### Text Feature Extraction

 - scikit-learn provides utilities for the most common ways to extract numerical features from text content:

  - tokenizing strings and giving an integer id for each possible token
  - counting the occurrences of tokens in each document
  - normalizing and weighting with diminishing importance tokens that occur in the majority of samples / documents.

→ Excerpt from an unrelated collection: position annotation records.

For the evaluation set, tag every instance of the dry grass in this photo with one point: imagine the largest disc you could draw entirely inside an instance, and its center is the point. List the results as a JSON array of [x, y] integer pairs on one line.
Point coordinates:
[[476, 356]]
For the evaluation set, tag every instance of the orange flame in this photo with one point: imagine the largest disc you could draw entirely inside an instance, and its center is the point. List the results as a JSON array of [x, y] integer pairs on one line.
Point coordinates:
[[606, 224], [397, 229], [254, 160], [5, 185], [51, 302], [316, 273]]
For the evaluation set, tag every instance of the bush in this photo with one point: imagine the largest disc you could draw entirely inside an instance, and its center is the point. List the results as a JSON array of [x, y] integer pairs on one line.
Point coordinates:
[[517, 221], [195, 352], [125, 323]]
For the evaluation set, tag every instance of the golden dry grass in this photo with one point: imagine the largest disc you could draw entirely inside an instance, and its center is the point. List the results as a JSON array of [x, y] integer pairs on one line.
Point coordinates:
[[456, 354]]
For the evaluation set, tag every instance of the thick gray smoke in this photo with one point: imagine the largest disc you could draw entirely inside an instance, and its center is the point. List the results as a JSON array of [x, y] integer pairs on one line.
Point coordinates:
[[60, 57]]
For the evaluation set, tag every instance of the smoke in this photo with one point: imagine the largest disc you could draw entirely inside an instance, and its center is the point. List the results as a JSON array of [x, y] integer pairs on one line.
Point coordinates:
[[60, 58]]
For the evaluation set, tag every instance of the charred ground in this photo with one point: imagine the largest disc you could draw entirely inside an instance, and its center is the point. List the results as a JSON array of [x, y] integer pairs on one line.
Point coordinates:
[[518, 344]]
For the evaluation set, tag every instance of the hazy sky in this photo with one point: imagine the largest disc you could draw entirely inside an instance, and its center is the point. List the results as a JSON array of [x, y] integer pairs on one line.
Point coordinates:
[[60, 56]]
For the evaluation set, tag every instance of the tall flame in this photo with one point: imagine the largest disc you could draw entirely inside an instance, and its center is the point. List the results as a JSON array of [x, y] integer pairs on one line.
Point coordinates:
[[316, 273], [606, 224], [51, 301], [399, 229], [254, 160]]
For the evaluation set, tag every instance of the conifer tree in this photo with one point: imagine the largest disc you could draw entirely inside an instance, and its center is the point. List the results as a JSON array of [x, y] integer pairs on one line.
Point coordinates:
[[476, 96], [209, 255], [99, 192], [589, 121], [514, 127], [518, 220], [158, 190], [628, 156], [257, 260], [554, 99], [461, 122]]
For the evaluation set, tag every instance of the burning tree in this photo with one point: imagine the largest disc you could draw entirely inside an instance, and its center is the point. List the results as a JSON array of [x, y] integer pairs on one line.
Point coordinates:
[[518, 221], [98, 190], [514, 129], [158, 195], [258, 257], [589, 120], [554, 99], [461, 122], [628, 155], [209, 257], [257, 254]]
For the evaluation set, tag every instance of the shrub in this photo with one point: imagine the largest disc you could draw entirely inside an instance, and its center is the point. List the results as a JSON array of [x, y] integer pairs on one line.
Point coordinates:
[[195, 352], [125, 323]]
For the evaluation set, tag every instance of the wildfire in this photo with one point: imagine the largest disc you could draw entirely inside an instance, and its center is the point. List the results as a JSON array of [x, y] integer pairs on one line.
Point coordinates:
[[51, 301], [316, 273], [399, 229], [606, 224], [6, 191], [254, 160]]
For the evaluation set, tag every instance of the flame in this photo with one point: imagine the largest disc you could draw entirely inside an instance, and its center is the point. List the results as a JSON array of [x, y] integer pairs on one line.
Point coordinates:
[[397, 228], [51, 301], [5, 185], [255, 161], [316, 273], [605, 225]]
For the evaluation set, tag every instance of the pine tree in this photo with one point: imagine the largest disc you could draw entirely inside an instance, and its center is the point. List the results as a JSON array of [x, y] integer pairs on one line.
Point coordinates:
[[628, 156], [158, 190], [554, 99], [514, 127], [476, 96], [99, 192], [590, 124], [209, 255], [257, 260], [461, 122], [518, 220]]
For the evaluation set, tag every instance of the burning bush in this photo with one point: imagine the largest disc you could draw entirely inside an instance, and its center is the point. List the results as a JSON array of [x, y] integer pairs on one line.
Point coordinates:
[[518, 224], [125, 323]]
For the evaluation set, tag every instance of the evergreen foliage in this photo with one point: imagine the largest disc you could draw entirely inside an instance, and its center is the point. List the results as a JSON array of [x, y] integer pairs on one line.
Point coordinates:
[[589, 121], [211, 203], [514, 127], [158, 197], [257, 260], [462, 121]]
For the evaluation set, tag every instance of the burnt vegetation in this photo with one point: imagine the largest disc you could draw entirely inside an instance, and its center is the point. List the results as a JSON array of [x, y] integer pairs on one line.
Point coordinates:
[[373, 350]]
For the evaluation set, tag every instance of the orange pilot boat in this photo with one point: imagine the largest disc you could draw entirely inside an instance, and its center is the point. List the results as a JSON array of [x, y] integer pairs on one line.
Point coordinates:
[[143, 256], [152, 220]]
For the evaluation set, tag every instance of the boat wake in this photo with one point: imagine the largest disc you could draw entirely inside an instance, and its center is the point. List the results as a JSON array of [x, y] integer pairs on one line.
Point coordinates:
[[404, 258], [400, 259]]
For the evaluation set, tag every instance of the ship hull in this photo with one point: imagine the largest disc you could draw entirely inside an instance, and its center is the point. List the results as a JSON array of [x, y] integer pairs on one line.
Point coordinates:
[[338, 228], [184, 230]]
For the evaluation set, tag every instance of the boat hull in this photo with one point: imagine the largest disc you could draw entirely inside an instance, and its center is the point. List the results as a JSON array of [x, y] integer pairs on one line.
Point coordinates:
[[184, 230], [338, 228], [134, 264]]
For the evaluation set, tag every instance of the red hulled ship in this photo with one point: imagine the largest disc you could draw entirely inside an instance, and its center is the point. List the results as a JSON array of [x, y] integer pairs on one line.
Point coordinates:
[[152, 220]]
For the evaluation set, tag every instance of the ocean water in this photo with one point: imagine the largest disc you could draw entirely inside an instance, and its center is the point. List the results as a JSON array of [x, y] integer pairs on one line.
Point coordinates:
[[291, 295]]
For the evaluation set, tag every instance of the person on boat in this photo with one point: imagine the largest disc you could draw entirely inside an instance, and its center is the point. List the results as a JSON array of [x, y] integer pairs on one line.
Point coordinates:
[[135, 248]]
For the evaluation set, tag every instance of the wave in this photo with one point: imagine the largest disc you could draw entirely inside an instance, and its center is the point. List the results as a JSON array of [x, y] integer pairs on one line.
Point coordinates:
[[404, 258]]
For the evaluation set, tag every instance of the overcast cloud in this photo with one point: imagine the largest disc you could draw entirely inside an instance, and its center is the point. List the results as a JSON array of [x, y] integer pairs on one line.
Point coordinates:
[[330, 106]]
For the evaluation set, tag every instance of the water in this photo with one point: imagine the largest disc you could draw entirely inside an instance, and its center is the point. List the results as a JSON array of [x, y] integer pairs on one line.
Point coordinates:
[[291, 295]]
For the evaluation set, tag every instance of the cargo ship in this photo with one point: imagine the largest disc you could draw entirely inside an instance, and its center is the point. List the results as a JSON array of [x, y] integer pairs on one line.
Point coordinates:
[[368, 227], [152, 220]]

- Features and samples are defined as follows:

  - each individual token occurrence frequency (normalized or not) is treated as a feature.
  - the vector of all the token frequencies for a given document is considered a multivariate sample.


- A corpus of documents can thus be represented by a matrix with one row per document and one column per token (e.g. word) occurring in the corpus.

- Vectorization is the general process of turning a collection of text documents into numerical feature vectors. 

- This  strategy (tokenization, counting and normalization) is called the Bag of Words or “Bag of n-grams” representation. 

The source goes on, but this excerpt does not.